Mr. Egan spits out the word “isolationists” with naked contempt:

The isolationists in the Republican Party are a direct result of the Bush foreign policy. A war-weary public that can turn an eye from children being gassed — or express doubt that it happened — is another poisoned fruit of the Bush years.

When I read something like that, I think about the citizens of other countries besides our own. Are the people of Norway or Brazil or Angola turning a blind-eye to dead children because they are “war-weary” or because Bush lied about Saddam Hussein? There’s this idea that simply by virtue of being born here that citizens of the United States are more morally responsible for war crimes than anyone else. If nothing is done about a chemical attack in Damascus, then we are all somehow complicit, indifferent, callous, amoral, and unworthy. But no one says that about the people who live in Australia or Canada or the Cayman Islands.

Lost in this kind of analysis, too, is the possibility that the American people are reflecting a common wisdom that the Syrian civil war is irresolvable by foreign military intervention and that once we go in for a penny, we’ll be in for a trillion pounds. It’s as if Mr. Egan thinks that the public can’t judge anything on the merits. We’re either for humanitarian aerial bombardment or we’re against it, and if we reject one intervention we must reject all interventions. One premise of Mr.

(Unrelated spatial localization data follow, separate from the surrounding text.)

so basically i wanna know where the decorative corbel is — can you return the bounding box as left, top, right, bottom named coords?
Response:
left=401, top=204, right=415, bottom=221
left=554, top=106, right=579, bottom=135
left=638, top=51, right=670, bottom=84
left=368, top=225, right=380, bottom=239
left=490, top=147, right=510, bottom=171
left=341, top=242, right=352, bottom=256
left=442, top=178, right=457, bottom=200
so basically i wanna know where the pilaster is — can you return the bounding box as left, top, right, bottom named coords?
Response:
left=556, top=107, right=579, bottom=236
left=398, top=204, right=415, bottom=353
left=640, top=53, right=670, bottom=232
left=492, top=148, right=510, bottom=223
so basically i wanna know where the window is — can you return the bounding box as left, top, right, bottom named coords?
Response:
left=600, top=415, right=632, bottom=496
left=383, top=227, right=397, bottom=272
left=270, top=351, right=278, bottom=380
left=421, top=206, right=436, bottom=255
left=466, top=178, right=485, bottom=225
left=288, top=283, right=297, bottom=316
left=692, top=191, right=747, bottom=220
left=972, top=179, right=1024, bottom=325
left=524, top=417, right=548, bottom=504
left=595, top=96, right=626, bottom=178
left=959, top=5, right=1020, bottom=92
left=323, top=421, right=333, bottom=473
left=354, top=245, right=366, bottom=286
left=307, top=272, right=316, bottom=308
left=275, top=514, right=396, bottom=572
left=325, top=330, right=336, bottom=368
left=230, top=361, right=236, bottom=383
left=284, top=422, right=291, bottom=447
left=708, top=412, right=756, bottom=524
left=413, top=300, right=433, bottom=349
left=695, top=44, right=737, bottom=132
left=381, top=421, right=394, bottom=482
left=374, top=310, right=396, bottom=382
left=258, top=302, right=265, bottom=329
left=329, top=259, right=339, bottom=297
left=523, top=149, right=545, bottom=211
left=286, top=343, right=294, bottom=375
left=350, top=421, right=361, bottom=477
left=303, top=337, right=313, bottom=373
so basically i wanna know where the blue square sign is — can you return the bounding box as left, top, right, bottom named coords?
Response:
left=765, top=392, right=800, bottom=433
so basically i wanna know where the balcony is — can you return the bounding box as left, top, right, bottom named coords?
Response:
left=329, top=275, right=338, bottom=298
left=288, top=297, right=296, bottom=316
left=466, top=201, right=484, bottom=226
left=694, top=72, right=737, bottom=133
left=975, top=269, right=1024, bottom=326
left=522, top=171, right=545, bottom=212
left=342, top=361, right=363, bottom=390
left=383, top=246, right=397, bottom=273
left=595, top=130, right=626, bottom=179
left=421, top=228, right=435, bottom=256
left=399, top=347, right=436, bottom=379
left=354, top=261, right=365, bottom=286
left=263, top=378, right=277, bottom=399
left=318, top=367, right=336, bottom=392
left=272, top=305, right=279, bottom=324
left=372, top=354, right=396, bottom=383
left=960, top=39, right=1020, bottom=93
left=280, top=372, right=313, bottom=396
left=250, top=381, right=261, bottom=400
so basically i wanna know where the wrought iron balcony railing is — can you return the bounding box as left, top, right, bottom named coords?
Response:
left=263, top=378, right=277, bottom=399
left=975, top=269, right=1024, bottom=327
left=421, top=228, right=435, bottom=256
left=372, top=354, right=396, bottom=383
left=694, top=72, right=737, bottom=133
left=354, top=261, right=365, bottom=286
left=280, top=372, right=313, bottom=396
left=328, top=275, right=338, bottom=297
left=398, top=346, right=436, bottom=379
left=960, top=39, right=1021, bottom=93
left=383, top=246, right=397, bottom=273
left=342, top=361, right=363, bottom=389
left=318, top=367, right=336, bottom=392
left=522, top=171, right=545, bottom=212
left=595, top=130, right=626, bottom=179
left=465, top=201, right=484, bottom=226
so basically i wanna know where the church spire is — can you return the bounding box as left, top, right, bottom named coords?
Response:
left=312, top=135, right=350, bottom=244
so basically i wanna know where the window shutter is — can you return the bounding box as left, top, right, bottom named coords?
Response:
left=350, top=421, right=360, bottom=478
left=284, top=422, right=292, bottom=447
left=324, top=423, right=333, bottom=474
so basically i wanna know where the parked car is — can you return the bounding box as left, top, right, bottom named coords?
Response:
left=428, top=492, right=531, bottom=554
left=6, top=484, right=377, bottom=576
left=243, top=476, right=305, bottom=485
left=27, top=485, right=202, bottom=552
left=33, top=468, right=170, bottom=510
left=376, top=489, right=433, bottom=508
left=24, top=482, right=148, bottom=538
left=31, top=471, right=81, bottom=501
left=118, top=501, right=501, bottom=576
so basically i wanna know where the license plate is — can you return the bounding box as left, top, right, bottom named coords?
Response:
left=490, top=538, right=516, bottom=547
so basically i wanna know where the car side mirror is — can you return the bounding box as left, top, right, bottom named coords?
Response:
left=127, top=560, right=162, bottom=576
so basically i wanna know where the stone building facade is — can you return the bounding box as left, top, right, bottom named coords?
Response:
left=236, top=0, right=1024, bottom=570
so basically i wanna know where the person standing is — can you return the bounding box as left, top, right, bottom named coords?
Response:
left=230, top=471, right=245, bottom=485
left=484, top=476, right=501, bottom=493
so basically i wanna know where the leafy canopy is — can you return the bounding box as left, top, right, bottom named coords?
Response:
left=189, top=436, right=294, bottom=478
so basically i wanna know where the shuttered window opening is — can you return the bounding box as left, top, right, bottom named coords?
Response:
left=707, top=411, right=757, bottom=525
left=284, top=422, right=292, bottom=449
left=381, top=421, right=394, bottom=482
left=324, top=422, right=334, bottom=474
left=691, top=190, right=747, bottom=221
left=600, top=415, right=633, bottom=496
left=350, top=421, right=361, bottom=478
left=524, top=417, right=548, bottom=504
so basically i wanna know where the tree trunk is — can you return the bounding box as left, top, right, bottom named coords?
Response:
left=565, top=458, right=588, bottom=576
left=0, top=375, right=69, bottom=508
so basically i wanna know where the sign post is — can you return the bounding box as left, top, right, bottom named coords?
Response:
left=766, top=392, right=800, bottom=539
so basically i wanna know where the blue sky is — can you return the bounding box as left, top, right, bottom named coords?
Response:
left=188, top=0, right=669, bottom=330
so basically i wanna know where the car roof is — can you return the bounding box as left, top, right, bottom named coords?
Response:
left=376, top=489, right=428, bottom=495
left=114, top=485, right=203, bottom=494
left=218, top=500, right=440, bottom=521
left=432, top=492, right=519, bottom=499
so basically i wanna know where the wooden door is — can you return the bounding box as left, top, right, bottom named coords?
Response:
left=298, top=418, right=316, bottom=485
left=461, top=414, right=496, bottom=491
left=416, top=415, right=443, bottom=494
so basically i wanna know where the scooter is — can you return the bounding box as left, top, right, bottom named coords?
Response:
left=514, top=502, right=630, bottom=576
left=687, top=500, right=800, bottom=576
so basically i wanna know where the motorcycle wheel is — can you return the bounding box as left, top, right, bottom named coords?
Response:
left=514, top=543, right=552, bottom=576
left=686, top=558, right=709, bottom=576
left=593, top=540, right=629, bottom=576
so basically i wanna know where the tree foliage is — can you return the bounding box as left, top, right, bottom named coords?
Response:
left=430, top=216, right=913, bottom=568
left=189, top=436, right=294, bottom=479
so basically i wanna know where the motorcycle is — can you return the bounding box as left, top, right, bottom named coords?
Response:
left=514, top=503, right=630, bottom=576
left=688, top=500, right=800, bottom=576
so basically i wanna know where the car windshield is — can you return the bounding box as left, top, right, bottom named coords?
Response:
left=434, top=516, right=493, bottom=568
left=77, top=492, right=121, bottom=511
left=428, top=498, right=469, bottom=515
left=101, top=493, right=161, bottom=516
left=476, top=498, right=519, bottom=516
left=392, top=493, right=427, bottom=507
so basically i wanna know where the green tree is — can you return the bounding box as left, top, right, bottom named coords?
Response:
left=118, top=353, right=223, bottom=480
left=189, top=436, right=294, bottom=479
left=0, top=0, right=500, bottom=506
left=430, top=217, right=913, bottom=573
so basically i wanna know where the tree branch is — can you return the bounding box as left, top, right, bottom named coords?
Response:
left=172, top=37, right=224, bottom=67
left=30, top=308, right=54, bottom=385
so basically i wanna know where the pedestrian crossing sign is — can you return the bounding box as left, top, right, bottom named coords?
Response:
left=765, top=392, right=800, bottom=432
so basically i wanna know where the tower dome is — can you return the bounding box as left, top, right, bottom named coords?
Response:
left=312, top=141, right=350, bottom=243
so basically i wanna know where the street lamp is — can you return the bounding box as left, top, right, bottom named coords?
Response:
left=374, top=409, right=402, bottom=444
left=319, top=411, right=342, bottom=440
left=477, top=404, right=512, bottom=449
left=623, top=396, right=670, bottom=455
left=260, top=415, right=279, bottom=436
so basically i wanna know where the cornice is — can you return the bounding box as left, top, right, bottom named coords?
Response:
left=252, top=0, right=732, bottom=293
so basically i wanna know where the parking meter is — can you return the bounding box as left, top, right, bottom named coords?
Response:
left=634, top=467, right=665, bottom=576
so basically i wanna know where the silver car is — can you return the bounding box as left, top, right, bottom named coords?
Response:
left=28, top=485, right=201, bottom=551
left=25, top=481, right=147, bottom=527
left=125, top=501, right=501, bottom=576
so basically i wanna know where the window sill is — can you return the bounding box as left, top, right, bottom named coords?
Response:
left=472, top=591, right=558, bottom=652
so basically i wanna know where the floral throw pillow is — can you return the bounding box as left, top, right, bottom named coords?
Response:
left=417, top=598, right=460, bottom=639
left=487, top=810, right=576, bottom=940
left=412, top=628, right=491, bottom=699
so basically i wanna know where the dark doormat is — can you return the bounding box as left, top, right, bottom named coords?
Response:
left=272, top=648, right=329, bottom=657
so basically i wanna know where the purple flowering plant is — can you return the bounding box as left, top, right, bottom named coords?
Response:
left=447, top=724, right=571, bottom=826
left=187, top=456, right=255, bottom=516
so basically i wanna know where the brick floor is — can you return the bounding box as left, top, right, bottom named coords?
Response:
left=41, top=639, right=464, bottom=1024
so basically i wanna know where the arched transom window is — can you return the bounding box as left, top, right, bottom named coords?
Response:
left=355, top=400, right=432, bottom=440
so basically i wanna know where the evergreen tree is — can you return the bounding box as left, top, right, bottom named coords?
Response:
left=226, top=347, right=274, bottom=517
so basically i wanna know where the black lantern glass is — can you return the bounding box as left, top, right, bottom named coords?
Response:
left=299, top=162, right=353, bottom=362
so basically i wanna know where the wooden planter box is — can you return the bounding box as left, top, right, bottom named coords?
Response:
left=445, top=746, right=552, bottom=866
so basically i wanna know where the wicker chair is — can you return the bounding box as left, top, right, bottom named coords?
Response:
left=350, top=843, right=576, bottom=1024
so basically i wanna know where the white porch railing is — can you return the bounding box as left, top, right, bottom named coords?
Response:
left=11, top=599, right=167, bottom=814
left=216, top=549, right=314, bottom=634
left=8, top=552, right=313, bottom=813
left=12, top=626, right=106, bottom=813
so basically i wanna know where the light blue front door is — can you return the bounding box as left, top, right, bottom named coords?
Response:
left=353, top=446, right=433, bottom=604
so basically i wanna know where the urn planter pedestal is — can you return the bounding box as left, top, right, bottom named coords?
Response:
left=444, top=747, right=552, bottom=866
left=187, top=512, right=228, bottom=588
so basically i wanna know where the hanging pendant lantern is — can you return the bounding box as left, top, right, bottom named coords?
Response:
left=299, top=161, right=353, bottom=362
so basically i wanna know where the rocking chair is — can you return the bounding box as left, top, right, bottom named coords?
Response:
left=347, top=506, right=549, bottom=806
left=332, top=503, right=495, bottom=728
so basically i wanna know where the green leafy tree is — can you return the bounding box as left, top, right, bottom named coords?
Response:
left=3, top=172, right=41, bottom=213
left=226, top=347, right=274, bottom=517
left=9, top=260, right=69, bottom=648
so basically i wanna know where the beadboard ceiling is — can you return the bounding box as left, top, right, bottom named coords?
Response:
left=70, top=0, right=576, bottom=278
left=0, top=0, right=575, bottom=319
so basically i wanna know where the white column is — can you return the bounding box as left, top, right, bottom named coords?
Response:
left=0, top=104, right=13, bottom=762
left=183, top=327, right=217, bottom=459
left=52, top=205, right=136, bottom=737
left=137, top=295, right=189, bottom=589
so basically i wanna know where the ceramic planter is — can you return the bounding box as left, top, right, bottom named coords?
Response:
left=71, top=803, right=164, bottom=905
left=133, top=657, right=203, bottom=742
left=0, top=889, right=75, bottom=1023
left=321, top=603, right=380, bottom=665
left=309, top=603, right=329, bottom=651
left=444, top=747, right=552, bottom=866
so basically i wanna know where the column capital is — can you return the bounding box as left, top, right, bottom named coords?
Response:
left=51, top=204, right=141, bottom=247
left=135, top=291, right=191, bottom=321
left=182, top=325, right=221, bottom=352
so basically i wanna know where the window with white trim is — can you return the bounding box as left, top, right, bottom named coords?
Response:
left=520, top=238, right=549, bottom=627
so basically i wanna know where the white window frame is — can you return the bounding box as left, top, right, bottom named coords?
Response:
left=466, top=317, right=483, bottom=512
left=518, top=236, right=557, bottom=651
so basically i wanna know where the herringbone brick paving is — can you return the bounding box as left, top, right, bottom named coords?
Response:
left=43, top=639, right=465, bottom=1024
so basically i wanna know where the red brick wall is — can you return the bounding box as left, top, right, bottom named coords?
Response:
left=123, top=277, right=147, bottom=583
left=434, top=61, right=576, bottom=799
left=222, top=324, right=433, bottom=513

Egan’s argument is that we learned the wrong lessons from President Bush and this is preventing us from following President Obama’s leadership.

I don’t think that is quite correct. I think we learned that skepticism is warranted when the government leans on classified information to justify military action. I think we learned that we can’t trust the cost estimates of war-planners and that we can’t rely on their assurances that they know what they’re doing. We learned that countries like Syria and Iraq are going through a sectarian resorting that makes them particularly volatile, violent, and hard to govern. We learned that we’re not any good as occupying forces and that spending all our expendable income on war is costing us dearly here at home where needs are not being met. We learned that we can’t take it upon ourselves to punish every tyrant who attacks his own people. In short, we learned some humility.

So, those of us who think the plan put forth by Obama is hubristic and dangerous are not saying that because Bush was a disaster. We’re saying that because it’s our judgment.

The world will be a more dangerous place if America is unwilling to ever take unilateral action to protect international norms, but that’s not what this is about. This is about a specific action taken against a specific nation in response to a specific crime in a specific context. Is it possible that the American people have simply looked at the specifics and said ‘no’?